Des livres sur le cinéma, y’en a des tonnes (mes étagères en témoignent). Mais des films sur des films… Sur des chanteurs, oui, de plus en plus, mais sur des films… Ce ROOM 237 réalisé par Rodney Ascher, s’attache à décortiquer les messages cachés du film de Stanley Kubrick, SHINING (1980). Que vous ayez vu ou non SHINING, tiré d’un bouquin de Stephen King, j’imagine que vous connaissez au moins l’histoire, que je vous redonne en deux mots : Jack Torrance, écrivain, s’installe comme gardien avec Wendy sa femme, et Danny son fils, dans l’hôtel Overlook, fermé pendant l’hiver.

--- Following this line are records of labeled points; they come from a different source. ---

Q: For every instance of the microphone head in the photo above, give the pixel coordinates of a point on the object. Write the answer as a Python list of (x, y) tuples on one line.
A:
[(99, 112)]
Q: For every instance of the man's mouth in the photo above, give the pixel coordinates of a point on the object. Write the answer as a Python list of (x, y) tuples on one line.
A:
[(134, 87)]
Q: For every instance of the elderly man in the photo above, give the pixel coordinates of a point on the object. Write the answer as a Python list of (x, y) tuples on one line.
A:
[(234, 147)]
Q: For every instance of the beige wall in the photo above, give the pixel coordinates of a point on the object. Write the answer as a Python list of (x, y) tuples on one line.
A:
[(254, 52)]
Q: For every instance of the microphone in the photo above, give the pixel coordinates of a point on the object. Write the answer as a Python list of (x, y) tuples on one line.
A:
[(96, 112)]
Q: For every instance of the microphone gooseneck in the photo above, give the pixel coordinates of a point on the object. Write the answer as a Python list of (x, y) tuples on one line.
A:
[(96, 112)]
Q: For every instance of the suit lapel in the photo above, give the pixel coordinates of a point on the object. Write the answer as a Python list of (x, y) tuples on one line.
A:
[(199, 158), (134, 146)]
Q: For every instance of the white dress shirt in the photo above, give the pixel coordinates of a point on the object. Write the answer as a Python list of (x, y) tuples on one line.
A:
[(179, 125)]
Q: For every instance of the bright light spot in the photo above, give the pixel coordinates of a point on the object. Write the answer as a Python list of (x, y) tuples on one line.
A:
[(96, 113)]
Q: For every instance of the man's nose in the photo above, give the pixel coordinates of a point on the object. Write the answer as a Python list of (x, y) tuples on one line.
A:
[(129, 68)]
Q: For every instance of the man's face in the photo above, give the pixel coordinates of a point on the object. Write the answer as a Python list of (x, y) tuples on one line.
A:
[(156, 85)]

Un isolement propice pour se mettre à son nouveau roman. Et ça va mal tourner…
Le Tom Cruise de EYES WILD SHUT qui regarde les photos de SHINING... |
Le
film ROOM 237 est d’abord très bien fait, avec un mode narratif rigolo, détournant plein d’extraits de films, de Kubrick ou autres
réalisateurs. Extraits choisis non sans humour la plupart du temps. Les intervenants sont tous en voix-off. On parle d'image, on montre des images, des extraits, des
zooms, des arrêts sur images, des croquis, du multi-écran…
C’est
dans l’étude des images que ce documentaire est le plus pertinent. En premier
lieu lorsqu’il met à jour que l’organisation de l’hôtel est
« impossible ». Je précise que tout le film se passe dans cet hôtel.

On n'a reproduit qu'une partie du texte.